One byproduct of the web was to create a demand for more capacity at a lower cost. That has created a vast abundance of capacity in our new commons. Today we take it for granted that everyone can video conference for free (though you may pay for premium capabilities), and our phone calls are simply apps on our devices rather than being network services.
People don’t worry about whether they can afford to use the sidewalk. In the same way, with connectivity as a public good, we don’t have to ask about the affordability of connectivity. We shouldn’t have a digital divide caused by affordability.
Historically, telecommunications systems were created to sell phone calls and, more recently, cable TV as services. The value was in those services, and the physical infrastructure was treated as a cost center.
This all changed with the Internet. Phone calls are now applications on our devices, and streaming goes over the Internet. You don’t pay a premium for voice or video paths, meaning the value created does not go to funding the networking facilities.
The dissonance between the old model and the new comes to the fore when we find we need to provide grants to extend broadband because it is not a profitable business beyond the dense cities where the high fees for broadband hide the problem.
A public good approach is market-based because it aligns the value flow with the new reality. The value is in the facilities as a whole; thus, we fund it out of the shared value. Fortunately, the costs are far less than infrastructure like roads.
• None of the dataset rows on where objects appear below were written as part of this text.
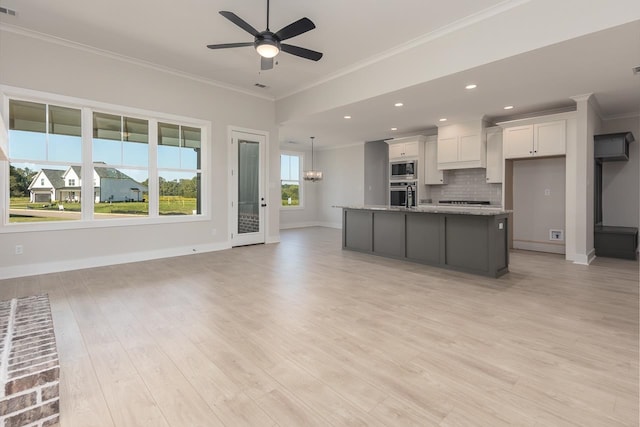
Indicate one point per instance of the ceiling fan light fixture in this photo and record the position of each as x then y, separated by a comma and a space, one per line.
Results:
267, 48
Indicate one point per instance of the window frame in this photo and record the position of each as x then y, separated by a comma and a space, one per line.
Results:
88, 107
301, 189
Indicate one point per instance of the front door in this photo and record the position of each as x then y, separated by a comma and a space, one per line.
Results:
247, 194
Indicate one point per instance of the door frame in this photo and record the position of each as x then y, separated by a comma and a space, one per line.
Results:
232, 184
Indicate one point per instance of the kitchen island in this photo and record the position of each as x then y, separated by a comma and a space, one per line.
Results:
463, 238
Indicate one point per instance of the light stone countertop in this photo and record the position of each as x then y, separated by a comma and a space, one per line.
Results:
447, 209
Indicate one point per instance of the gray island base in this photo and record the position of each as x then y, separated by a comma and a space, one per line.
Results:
472, 240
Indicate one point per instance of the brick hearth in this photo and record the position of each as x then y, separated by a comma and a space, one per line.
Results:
29, 368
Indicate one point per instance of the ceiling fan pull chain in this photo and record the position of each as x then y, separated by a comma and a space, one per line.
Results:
267, 15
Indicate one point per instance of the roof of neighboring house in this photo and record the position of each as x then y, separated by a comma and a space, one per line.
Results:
55, 176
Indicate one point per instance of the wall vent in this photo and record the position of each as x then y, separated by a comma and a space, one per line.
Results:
7, 11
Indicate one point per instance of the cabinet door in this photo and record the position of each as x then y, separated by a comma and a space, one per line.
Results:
518, 142
411, 149
550, 138
432, 176
396, 151
469, 148
495, 161
447, 150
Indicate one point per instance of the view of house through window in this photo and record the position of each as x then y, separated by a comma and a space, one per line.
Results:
290, 167
46, 165
121, 161
179, 169
45, 152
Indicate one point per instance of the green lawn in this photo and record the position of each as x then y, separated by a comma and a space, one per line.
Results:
169, 205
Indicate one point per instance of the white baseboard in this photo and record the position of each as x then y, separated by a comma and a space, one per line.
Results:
584, 259
79, 264
337, 225
298, 225
528, 245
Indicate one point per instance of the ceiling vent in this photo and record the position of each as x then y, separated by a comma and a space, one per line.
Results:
7, 11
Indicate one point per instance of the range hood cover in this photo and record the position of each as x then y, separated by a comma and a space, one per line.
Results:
612, 146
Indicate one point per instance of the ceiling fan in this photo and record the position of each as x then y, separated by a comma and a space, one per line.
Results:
269, 44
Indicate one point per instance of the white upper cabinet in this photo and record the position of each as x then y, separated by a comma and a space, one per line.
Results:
401, 148
495, 161
462, 146
538, 139
432, 175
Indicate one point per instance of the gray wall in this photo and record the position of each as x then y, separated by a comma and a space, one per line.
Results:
621, 180
466, 184
343, 182
307, 215
534, 211
376, 173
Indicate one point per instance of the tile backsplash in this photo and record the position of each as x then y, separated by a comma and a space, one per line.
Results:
466, 184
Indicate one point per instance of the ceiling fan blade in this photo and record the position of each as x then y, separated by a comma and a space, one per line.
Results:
228, 45
266, 63
239, 22
301, 52
300, 26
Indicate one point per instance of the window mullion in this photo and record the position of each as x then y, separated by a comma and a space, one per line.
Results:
87, 186
154, 192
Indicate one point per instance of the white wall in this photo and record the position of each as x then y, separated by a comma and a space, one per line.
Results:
343, 182
307, 216
37, 64
538, 203
376, 173
621, 180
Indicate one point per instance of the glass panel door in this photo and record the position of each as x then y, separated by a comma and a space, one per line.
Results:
248, 187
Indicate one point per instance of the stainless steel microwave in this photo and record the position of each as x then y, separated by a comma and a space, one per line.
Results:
403, 170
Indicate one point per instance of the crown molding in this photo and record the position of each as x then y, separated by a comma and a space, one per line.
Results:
118, 57
418, 41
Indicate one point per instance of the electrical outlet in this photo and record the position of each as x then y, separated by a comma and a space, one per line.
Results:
556, 235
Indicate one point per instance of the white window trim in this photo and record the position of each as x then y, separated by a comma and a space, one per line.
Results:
88, 107
301, 206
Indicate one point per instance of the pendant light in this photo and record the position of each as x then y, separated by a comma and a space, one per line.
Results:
312, 175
The city also saves large amounts of money by having a common infrastructure for all purposes freely available. It can be used for health care, public safety, education, etc. We already have a large capacity—we just need to learn how to take advantage of it.
This process is a classic example of a virtuous cycle. It starts modestly. The initial protocols for sharing documents were simple, but they gave us today’s web over time. We can proceed cautiously as we learn to address privacy and other concerns.
Locally owned public infrastructure can coexist with the existing network providers. Campuses and homes own their facilities and buy a “pipe” from an existing provider. A community can own its facilities in the same way and then buy further connectivity from an existing provider in bulk is far less expensive than each home paying a retail price. It also allows the capacity to be available wirelessly. That translates to potentially thousands of dollars in the pockets of each family.
When a community gets broadband funding, the community should own it. It can then hire a company to operate the facilities on behalf of the community. When a community gets a grant for broadband, it should get the benefits of ownership rather than paying a subscription fee forever.
A major advantage of a public packet infrastructure is that it represents a marketplace in balance with value in the whole being funded as a whole. That removes the need for much of the burdensome legacy regulation of the FCC and will enable rapid innovation in technology and approaches.
While reducing the cost of connectivity is important, the real value lies in using open connectivity as a municipal resource and enabling innovation and discovery. There isn’t a separate “Internet of Things”—we already have the connectivity. The key is understanding how to take advantage of connectivity. The virtuous cycle can start with modest applications such as connected pill bottles for healthcare and making it easy to deploy environmental monitors.
But, as with the web, the real value comes from building on the initial efforts and sharing a common infrastructure for all municipal services. It also enables hybrid work and education in the same way roads enable us to commute to work and school.
As a public good, we’re going to discover new possibilities. Initially, they won’t seem very exciting, but just as the web started to become exciting a thousand days after the initial effort and, today, after 10,000 days, it has changed the world, enabling us to assume connectivity for physical devices (things) and new services will take us far beyond the screen to the physical world.